Follicule visible sous la peau
Des résultats similaires ont été retrouvé chez la seconde patiente six mois après la transplantation. En phase préovulatoire, le follicule était visible sous la peau (diamètre de 20 mm environ) et des prélèvements folliculaires ont été possibles.
Le Dr Catherine Poirot (service biologie de la reproduction, hôpital de la Pitié-Salpêtrière, Paris) explique au « Quotidien » que, « en raison de la fonctionnalité des tissus ovariens greffés en position hétérotopique et de l'accessibilité des follicules en vue d'une fécondation in vitro, cette technique semble très prometteuses ».
« JAMA », 286 : 1490-1493, 26 septembre 2001.
Un pionnier français, en 1987
En 1987, un hématologue français, le Dr Le Poirrier (Caen), a été le premier à tenter une greffe hétérotopique d'ovaire chez une femme atteinte d'hémopathie maligne.

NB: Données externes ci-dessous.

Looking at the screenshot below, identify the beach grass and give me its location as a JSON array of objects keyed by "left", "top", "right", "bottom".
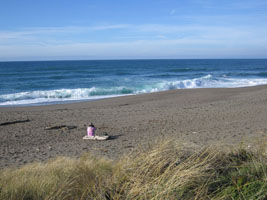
[{"left": 0, "top": 140, "right": 267, "bottom": 200}]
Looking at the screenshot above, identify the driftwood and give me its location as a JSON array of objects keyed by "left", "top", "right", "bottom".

Cette patiente, âgée de 15 ans au moment du diagnostic de maladie de Hodgkin, a été traitée par radio- et chimiothérapie. En raison du pronostic gynécologique à court et à moyen terme, une tentative de réimplantation ovarienne et position hétérotopique a été tentée. « Nous avions choisi de réimplanter l'ovaire prélevé en position axillaire au niveau de la loge humérale interne. Cette zone anatomique en effet est particulièrement vascularisée et relativement discrète, gage d'une bonne tolérance physiologique et psychologique du greffon », explique au « Quotidien » le Dr Le Poirrier. Deux équipes chirurgicales ont conjointement procédé à cette intervention qui s'est soldée par le rétablissement de cycles ovariens de durée normale. Plus de vingt-quatre mois après l'intervention, les cycles demeuraient réguliers et des follicules ont pu être prélevés en période préovulatoire par simple ponction locale sous échographie. « Cette patiente, qui est maintenant guérie de son hémopathie, a pu poursuivre des études de façon tout à fait normale (elle est institutrice) mais, à l'heure actuelle, elle reste toujours célibataire et ne souhaite pas encore avoir d'enfant. Nous restons néanmoins toujours à sa disposition pour pratiquer un prélèvement suivi d'une fécondation si, un jour, elle le souhaite », poursuit le Dr Le Poirrier.
Une greffe involontaire
En 1997, une publication de gynécologues argentins (Marconi et coll., « Fertil Steril », 68 (2) : 364-366, aug. 1997) rapportait que, dans les suites d'une laparoscopie, ils avaient constaté que du tissu ovarien, « autogreffé » en position hétérotopique par accident lors du geste chirurgical, pouvait demeurer fonctionnel et ovulatoire.